Develop a system for determining sentiment and identifying prices in text comments.
- Our database contains information about product ratings with text comments. It is necessary to create an algorithm that can classify comments by sentiment as positive/negative or neutral.
- Develop an approach that will find the numerical value of the price from any comment. Prices may be indicated in local currency or US dollars.
Visual representation of results (notebook .ipynb with visualizations or BI report) of the analysis, as well as code that can accept a text comment as input and extract the price mentioned.
Most of the reviews are written in Portuguese, therefore I decided to continue in this language due to limited resources and time.
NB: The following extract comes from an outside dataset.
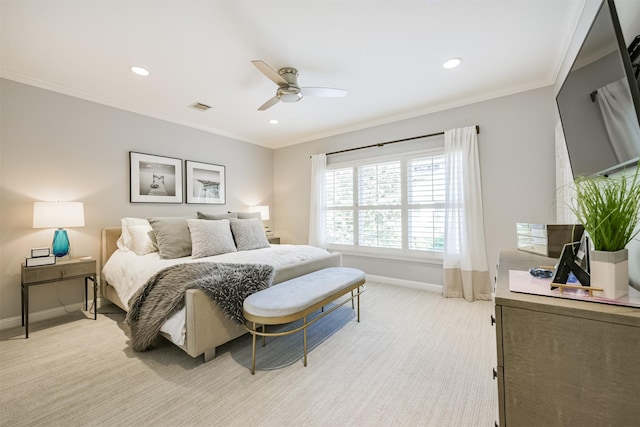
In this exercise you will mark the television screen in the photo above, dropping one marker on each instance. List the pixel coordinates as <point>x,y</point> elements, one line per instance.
<point>599,102</point>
To classify sentiment of reviews, I used pre-trained model ramonmedeiro1/bertimbau-products-reviews-pt-br from Hugging Face. Further, the experiments can be enhanced by a language detection (e.g. via facebook/fasttext-language-identification), translated to English (e.g. via Narrativa/mbart-large-50-finetuned-opus-pt-en-translation) and classified by a model pre-trained on reviews. Furthermore, a different set of preprocessing techniques can be applied as current one is limited.
To identify prices, I leveraged pre-trained multilanguage model Babelscape/wikineural-multilingual-ner along with price_parser
library. This task might also leverage a pre-trained NER model, however due to limited resources and time I followed this approach.